Re: [mirrorbrain] error with multiple ip addresses

From: Peter Pöml <poeml_at_cmdline.net>
Date: Fri, 27 Nov 2009 20:35:33 +0100
Hi David, hi Marten,

Am 12.10.2009 um 22:56 schrieb David Farning:

> Peter,
> Here is an interesting error.  The following site resolves to multiple
> ip addresses and causes mb new to throw and error.

Sorry for late reply.

There are two separate issues to note here.

> mb new nluug.nl -H http://ftp.nluug.nl/pub/os/Linux/distr/Sugar -F
> ftp://ftp.nluug.nl/pub/os/Linux/distr/Sugar
> warning: 'ftp.nluug.nl' resolves to a multiple IP addresses:
> 192.87.102.42, 192.87.102.43

At first, this mirror's hostname is resolving to two addresses, which  
means that the clients use any of the addresses at random (DNS round- 
robin). That's fine for load-balancing in general, but in our case it  
matters whether the content on the two replica servers are identical.  
If the content on the two servers behind the URL differs, then it is a  
problem. The file list that the scanner sees could be different at  
each run, and a client that is redirected might run into a "file not  
found".

Having said that, with some mirrors this doesn't pose a problem, for  
instance when the file tree is mounted from a shared network storage,  
so it is in fact a single tree. It may also not be a problem if the  
content is synced between two storage systems really really quickly  
and reliably (also depending on the frequency of changes in the tree  
at all). But in many cases that I have seen there are actually two (or  
more) different servers, with different storage systems, sometimes  
different admins. Synchronization can lag, or break.

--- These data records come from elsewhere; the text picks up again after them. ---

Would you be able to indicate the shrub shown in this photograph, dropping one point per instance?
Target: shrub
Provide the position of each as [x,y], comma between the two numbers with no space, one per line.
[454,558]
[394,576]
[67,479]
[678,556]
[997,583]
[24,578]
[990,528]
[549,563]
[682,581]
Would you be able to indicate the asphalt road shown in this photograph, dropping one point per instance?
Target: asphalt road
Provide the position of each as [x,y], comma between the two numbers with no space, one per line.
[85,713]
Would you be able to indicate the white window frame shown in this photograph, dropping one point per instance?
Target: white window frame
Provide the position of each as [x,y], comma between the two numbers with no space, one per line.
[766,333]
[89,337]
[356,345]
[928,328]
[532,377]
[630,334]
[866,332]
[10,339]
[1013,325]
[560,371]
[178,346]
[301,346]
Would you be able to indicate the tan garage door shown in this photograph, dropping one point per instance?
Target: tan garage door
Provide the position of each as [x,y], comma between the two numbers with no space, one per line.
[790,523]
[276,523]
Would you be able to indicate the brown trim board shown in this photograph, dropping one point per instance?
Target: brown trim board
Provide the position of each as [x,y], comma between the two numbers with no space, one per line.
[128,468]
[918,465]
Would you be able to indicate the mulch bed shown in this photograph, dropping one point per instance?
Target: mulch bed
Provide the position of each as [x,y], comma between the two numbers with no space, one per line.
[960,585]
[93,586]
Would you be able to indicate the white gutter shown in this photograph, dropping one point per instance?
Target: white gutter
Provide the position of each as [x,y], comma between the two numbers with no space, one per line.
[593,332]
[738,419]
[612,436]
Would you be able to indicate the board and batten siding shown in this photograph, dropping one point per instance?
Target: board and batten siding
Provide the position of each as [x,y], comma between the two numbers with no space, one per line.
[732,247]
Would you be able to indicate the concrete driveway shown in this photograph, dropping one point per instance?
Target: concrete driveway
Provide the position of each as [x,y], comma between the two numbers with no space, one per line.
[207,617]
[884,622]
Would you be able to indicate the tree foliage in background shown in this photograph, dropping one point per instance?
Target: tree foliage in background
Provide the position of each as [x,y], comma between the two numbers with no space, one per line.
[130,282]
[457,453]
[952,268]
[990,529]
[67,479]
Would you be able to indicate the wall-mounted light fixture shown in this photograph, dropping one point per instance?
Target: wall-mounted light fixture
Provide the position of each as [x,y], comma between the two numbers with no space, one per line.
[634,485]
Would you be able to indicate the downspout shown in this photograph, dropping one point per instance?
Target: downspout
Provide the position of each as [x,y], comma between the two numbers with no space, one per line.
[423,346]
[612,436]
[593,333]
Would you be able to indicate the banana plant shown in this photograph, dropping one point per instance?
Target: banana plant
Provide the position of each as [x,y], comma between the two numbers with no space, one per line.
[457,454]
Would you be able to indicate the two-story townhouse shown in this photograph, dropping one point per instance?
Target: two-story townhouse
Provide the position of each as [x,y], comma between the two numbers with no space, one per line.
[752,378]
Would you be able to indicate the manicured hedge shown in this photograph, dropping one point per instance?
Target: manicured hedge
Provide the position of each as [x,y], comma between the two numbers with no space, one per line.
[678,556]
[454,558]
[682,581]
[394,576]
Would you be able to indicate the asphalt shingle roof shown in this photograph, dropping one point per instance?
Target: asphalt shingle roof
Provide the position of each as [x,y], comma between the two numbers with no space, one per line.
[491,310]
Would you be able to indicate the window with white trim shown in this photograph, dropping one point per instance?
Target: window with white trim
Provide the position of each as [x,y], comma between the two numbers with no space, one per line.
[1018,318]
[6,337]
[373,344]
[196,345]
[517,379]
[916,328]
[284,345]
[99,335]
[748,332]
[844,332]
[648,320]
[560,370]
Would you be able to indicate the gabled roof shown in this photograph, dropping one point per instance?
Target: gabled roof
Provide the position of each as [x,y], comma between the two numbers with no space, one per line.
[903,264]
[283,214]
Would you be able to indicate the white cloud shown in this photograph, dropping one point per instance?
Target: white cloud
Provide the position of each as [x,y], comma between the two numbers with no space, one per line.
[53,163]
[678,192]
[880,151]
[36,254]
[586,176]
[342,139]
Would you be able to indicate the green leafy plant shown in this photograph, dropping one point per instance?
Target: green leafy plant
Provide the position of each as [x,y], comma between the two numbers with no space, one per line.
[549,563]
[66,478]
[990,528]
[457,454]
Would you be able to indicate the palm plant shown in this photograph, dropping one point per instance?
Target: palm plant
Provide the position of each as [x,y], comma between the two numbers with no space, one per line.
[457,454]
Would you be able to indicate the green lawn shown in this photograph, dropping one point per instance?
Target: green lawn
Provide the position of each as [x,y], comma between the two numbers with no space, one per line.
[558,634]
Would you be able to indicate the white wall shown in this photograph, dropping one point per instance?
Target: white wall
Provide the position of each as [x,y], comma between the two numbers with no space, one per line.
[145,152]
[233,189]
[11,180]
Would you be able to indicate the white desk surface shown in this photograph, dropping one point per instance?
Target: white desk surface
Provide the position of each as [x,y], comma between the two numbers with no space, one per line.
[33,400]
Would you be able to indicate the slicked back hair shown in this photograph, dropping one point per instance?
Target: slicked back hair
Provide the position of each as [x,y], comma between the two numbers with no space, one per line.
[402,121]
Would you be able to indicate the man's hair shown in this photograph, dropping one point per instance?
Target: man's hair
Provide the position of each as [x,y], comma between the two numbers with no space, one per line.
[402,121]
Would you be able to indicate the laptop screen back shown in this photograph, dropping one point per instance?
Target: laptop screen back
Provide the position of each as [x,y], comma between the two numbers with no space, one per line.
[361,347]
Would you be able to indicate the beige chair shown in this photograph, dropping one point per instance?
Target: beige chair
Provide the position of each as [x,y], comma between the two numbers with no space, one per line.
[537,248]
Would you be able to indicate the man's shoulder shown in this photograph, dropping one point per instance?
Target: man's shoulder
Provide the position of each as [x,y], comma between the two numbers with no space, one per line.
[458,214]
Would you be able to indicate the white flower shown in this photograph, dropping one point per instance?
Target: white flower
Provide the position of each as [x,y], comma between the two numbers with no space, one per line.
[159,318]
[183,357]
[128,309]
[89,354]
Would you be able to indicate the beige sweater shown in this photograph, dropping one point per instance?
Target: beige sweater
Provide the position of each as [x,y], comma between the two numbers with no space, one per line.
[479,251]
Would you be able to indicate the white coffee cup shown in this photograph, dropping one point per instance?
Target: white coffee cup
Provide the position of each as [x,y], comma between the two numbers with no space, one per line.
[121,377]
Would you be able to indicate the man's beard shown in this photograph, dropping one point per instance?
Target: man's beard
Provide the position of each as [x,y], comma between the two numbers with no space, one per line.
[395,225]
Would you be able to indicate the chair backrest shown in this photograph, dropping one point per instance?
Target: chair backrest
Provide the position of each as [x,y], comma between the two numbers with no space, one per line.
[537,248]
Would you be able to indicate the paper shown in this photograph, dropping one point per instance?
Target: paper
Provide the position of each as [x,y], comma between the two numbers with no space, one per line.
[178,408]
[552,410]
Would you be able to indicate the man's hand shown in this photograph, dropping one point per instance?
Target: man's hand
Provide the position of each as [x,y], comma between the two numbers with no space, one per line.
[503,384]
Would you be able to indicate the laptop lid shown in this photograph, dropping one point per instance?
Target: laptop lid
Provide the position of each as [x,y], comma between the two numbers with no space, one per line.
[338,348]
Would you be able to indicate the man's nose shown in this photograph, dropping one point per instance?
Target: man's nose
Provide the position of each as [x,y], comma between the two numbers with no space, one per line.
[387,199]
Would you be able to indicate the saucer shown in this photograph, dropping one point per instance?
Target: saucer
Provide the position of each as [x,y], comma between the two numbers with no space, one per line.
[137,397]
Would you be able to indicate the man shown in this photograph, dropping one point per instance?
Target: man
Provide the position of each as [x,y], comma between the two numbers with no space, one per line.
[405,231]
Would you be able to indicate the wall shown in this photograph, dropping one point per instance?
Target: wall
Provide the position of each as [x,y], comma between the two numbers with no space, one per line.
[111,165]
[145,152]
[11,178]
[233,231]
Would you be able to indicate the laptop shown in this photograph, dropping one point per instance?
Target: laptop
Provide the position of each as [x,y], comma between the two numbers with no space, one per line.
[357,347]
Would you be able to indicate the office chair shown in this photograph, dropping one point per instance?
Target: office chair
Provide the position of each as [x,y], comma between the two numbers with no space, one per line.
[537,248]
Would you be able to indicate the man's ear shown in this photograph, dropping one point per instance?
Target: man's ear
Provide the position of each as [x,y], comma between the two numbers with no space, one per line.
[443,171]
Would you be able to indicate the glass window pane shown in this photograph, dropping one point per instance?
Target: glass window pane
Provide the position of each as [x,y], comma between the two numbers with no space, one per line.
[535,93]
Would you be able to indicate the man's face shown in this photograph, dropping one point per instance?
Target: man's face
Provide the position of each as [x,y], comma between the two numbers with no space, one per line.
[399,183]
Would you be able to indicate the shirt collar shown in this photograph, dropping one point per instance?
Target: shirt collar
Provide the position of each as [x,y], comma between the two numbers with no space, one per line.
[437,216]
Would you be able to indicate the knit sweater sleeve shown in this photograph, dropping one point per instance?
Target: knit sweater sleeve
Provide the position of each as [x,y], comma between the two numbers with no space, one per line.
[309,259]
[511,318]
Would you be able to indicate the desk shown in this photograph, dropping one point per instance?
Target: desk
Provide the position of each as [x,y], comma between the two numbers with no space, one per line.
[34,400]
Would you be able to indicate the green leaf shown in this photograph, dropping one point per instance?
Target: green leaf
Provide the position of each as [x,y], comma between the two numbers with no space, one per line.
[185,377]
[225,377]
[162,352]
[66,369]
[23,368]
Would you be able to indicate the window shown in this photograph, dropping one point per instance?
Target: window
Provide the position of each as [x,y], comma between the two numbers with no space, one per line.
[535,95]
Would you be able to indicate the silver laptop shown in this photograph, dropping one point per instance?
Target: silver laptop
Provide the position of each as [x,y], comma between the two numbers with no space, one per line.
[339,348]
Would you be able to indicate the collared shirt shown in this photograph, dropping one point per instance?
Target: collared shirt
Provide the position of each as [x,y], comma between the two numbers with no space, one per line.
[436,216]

So, DNSrr is not necessarily a problem, but experience shows that it's  
a source of trouble and best avoided.

Therefore, "mb new" spits out the warning that the IP of ftp.nluug.nl  
resolves to more than one address.

It is best to add such a site as two separate mirrors, by using the  
"direct" hostname that resolves to the individual IP addresses. There  
usually is an individual hostname; if not, the IP itself could be  
used. The admins won't mind since the load balancing is happening  
anyway.

Thus, you would do:

mb new ftp1.nluug.nl -H 'http://ftp1.nluug.nl/pub/os/Linux/distr/ 
Sugar' -F ...
mb new ftp2.nluug.nl -H 'http://ftp2.nluug.nl/pub/os/Linux/distr/ 
Sugar' -F ...


As a consequence, the mirrors will be scanned separately, and the  
content of each be maintained in the database. For mirrors that have  
one actual storage that may be unwanted, but if that's sure (because  
the admins confirm this) then the mirror could still be entered as  
"one". As you did so far. That's why "mb new" issues only a warning.

As another consequence, the priority of the mirrors should be  
adjusted, because if nluug.nl appears to the redriector as two  
mirrors, it'll get more requests, and thus it makes sense to set the  
priority to e.g. 70 instead of 100. (The best number will depend on  
the total number on mirrors.)

In the case of nluug.nl, I had them as two mirrors in the openSUSE  
database because there was actually a case where inconsistencies had  
been seen (which is not to blame nluug.nl -- such things happen). In  
fact, in the beginning no problem was anticipated, because the two  
boxes were a cluster with shared storage. (And, from my notes, there  
was also ftp.surfnet.nl running from the same storage.) But eventually  
problems did occur, and inconsistencies lead to clients getting 403s  
(forbidden) when they reached a particular server. This shows that  
difficulties are not necessarily in differences in the file tree. I  
ended up scanning and monitoring each server individually; no problem  
since then.

The fact that mirror monitoring takes place for each server is an  
additional advantage. DNSrr itself doesn't deal with failing hosts;  
DNS happily keeps resolving to dead addresses.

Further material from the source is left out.